Zrobimy wszystko, co w naszej mocy, żeby ta organizacja została zdelegalizowana - powiedział Jaki w "Faktach po Faktach".
To reakcja na wyemitowany w sobotę reportaż "Superwizjera" TVN o Dumie i Nowoczesności - neonazistowskiej organizacji, która m.in. sławi dokonania Adolfa Hitlera.
W sprawie działalności DiN zostało wszczęte śledztwo, poprowadzi je prokuratura w Katowicach pod nadzorem Prokuratury Krajowej.

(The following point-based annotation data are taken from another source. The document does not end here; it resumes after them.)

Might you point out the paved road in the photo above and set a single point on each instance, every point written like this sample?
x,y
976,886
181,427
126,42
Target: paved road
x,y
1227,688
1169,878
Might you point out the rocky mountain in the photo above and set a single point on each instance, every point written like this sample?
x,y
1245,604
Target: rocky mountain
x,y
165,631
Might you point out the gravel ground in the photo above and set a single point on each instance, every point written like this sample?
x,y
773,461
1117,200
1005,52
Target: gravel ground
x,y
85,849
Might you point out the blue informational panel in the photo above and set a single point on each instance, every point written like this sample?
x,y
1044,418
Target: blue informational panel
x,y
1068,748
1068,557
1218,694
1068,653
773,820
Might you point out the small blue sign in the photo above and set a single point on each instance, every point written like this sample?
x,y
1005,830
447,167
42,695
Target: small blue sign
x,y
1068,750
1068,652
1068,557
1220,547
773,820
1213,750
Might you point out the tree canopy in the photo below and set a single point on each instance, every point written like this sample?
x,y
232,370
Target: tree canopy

Jaki zapowiedział również analizę haseł, głoszonych przez Obóz Narodowo-Radykalny. Nie wykluczył, że jeśli ONR głosi hasła podobne do tych, które propaguje DiN, również tego ugrupowania może dotyczyć wniosek o delegalizację.
Patryk Jaki przyznał w programie, że jest wstrząśnięty reportażem, przyznał jednak, że w Polsce "od lat budowana jest polityka tolerancji dla tego typu zjawisk". Wyjaśnił, że ma na myśli legalizację DiN w 2011 roku, a w 2014 - wpisanie jej na listę organizacji pożytku publicznego, co uprawnia ją do otrzymywania deklarowanego przez Polaków 1 procenta dochodów. Podkreślił, że obydwa te fakty miały miejsce za rządów PO-PSL.
Jaki stwierdził też, że "za poprzedników rządów PiS" zdarzyło się, iż prokuratura uznała swastykę za "symbol szczęścia w Azji".